青い花 第7話「若葉のころ」が面白い

井汲京子


 第7話は、あきらが康(井汲の許嫁)の車で家まで送ってもらうシーンから始まる。あきらと康の顔は描写されるのだが、井汲の顔がなかなか描写されない。康が井汲に話しかけるとやっと映し出される、若干仰角から捉えられ、窓の外をじっと見つめている姿が描写される。次に井汲の両目のクローズアップショットに切り替わる(図1)。この一連の流れが印象的で、井汲があきらと康とはまるで別の世界にいるような程、両者の隔たりを強調させるカットの繋がりになっている。クローズアップで捉えられた目はどこか遠くを、康達とは全然違う場所を見つめている。まったくもって康の事なんかどうでもよくて、杉本が泣いたことにしか興味のない井汲の姿をよく表している。

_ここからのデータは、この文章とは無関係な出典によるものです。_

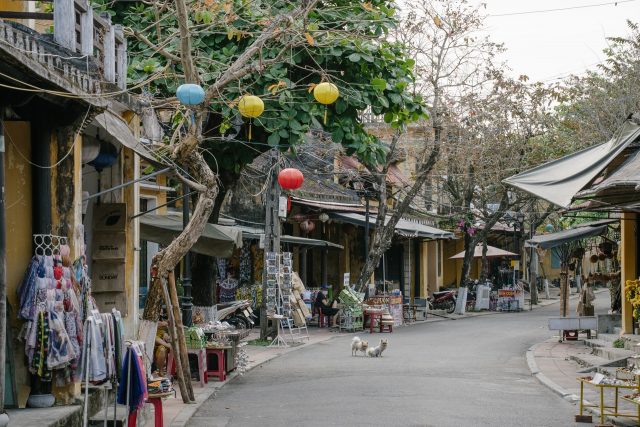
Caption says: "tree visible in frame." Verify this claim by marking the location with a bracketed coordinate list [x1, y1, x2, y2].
[355, 0, 504, 292]
[95, 0, 429, 400]
[102, 0, 427, 307]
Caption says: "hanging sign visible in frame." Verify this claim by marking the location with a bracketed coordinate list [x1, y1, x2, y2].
[343, 273, 350, 287]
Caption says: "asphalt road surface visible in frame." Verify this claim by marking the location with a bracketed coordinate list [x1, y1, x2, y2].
[187, 293, 609, 427]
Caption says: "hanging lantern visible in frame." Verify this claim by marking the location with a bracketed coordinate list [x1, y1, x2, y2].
[313, 82, 340, 124]
[300, 219, 316, 233]
[544, 224, 554, 233]
[319, 213, 330, 223]
[278, 168, 304, 190]
[176, 83, 205, 105]
[237, 95, 264, 141]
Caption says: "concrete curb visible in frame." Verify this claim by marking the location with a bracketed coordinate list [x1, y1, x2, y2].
[526, 341, 631, 426]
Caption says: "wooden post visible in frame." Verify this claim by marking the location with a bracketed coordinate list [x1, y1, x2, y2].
[168, 271, 195, 402]
[155, 275, 191, 403]
[53, 0, 76, 50]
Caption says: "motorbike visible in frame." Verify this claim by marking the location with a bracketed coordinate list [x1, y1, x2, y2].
[428, 289, 457, 313]
[215, 300, 256, 330]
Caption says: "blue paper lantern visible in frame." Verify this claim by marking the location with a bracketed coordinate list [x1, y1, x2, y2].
[176, 83, 205, 105]
[88, 141, 118, 172]
[544, 224, 554, 233]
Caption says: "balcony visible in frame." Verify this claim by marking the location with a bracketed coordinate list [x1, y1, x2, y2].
[0, 0, 127, 99]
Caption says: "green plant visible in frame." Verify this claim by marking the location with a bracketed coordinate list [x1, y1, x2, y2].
[613, 338, 625, 348]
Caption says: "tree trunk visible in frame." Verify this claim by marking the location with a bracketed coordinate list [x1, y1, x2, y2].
[479, 239, 489, 282]
[460, 232, 476, 285]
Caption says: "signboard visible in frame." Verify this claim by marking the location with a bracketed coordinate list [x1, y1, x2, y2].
[343, 273, 350, 287]
[92, 261, 126, 292]
[278, 196, 288, 219]
[93, 291, 128, 316]
[511, 260, 520, 270]
[93, 203, 127, 231]
[92, 232, 126, 259]
[498, 289, 515, 298]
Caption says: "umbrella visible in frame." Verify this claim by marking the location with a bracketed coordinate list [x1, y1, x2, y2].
[449, 244, 517, 259]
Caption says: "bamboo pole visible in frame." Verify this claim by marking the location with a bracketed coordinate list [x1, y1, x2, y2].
[168, 271, 195, 402]
[155, 275, 191, 403]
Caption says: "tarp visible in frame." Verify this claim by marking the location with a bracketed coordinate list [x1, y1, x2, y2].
[330, 212, 454, 240]
[237, 225, 343, 249]
[503, 119, 640, 207]
[524, 220, 616, 250]
[93, 111, 170, 166]
[449, 244, 517, 259]
[139, 214, 242, 258]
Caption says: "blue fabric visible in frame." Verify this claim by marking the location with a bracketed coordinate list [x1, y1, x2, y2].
[17, 256, 40, 320]
[117, 348, 145, 410]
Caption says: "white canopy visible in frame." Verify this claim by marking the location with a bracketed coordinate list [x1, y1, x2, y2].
[503, 119, 640, 207]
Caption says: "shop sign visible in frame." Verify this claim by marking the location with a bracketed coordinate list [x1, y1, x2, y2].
[92, 232, 126, 259]
[498, 289, 515, 297]
[93, 291, 128, 316]
[93, 203, 127, 231]
[92, 261, 126, 292]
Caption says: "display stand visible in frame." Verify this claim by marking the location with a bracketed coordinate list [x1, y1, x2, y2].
[267, 314, 288, 348]
[577, 375, 640, 424]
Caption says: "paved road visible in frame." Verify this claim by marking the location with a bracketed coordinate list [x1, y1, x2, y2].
[187, 295, 606, 427]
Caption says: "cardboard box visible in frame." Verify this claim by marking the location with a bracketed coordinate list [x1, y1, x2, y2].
[93, 291, 128, 316]
[92, 232, 126, 260]
[93, 203, 127, 232]
[92, 260, 126, 292]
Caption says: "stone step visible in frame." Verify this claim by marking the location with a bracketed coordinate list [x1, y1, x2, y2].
[88, 404, 128, 427]
[584, 338, 609, 349]
[598, 333, 621, 343]
[593, 346, 636, 361]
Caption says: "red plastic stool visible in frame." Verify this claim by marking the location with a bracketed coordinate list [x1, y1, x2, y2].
[313, 306, 329, 327]
[379, 321, 393, 333]
[167, 348, 207, 386]
[127, 393, 169, 427]
[205, 348, 227, 381]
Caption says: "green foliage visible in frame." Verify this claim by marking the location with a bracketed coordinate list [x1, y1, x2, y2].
[97, 0, 428, 173]
[613, 338, 625, 349]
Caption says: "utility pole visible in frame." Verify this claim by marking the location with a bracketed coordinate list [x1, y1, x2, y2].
[0, 115, 9, 426]
[260, 149, 281, 339]
[181, 182, 193, 327]
[529, 217, 538, 306]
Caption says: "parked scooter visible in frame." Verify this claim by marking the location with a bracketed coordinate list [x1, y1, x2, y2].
[428, 290, 456, 313]
[215, 300, 255, 330]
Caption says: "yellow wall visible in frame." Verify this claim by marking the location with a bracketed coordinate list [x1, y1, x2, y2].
[621, 212, 636, 335]
[3, 121, 33, 407]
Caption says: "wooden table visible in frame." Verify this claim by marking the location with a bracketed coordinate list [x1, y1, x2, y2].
[364, 310, 382, 333]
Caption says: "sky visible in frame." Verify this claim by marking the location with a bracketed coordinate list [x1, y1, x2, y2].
[481, 0, 640, 82]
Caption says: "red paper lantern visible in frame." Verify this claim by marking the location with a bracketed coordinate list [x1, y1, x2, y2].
[278, 168, 304, 190]
[299, 219, 315, 233]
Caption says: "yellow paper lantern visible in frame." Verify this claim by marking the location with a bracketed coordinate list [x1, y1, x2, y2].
[237, 95, 264, 140]
[238, 95, 264, 118]
[313, 82, 340, 124]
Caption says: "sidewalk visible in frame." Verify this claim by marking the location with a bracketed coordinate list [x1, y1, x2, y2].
[526, 290, 638, 426]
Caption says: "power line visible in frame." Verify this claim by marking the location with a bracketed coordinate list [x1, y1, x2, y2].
[488, 0, 637, 17]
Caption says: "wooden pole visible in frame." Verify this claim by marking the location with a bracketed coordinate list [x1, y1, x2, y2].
[168, 271, 195, 402]
[155, 276, 191, 403]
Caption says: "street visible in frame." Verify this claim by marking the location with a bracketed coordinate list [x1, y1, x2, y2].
[186, 294, 606, 427]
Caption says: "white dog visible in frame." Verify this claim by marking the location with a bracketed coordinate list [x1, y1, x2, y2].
[366, 339, 388, 357]
[351, 336, 369, 356]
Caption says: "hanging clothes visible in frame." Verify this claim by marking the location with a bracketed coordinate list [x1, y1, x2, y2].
[117, 345, 148, 411]
[79, 319, 107, 383]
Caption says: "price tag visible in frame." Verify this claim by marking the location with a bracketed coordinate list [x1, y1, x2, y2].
[91, 309, 103, 325]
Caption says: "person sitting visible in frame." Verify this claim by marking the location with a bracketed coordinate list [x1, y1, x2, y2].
[315, 285, 340, 328]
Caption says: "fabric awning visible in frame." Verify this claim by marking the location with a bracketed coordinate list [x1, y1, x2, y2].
[139, 214, 242, 258]
[524, 220, 616, 250]
[238, 225, 343, 249]
[449, 244, 517, 259]
[330, 212, 454, 240]
[503, 119, 640, 207]
[93, 111, 170, 166]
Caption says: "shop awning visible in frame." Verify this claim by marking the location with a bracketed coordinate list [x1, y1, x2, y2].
[93, 111, 170, 166]
[238, 225, 343, 249]
[330, 212, 454, 240]
[139, 214, 242, 258]
[524, 219, 616, 250]
[503, 119, 640, 207]
[450, 244, 517, 259]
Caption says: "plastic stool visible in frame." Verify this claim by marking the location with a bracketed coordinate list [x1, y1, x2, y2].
[127, 394, 166, 427]
[380, 321, 393, 333]
[168, 348, 207, 386]
[205, 348, 227, 381]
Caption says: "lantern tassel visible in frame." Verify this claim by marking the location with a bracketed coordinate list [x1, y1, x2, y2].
[324, 107, 328, 125]
[248, 120, 252, 141]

井汲の頭の中は、ほとんど杉本で、康のことなんてホント頭の隅っこぐらいにしかないんだろうな・・。
図1


二面性


 ふみのサボりに付き合うあきら。ふみといるあきらはなぜこんなにも頼もしくて、大人っぽいのだろうか? 廊下を走って、シスターに怒られるという、小学生みたいなことを平気でやってのける人物なのに。それは、ふみにも同じことが言える。あきらよりも恋愛に関しては進んでいて大人な一面も持ち合わせているのに、あきらと一緒にいるときは子供みたいな振る舞いをするふみ。杉本も後輩やふみの前では、かっこよくて憧れの先輩なわけなのだが、各務先生や杉本四姉妹の前では、だだをこねる子供同然になってしまう。井汲も康やあきらの前では、高校生とは思えない大人らしい態度なのだが、杉本の前に出ると、ごくごく普通の同年代の女の子と何ら遜色のない感じになってしまう。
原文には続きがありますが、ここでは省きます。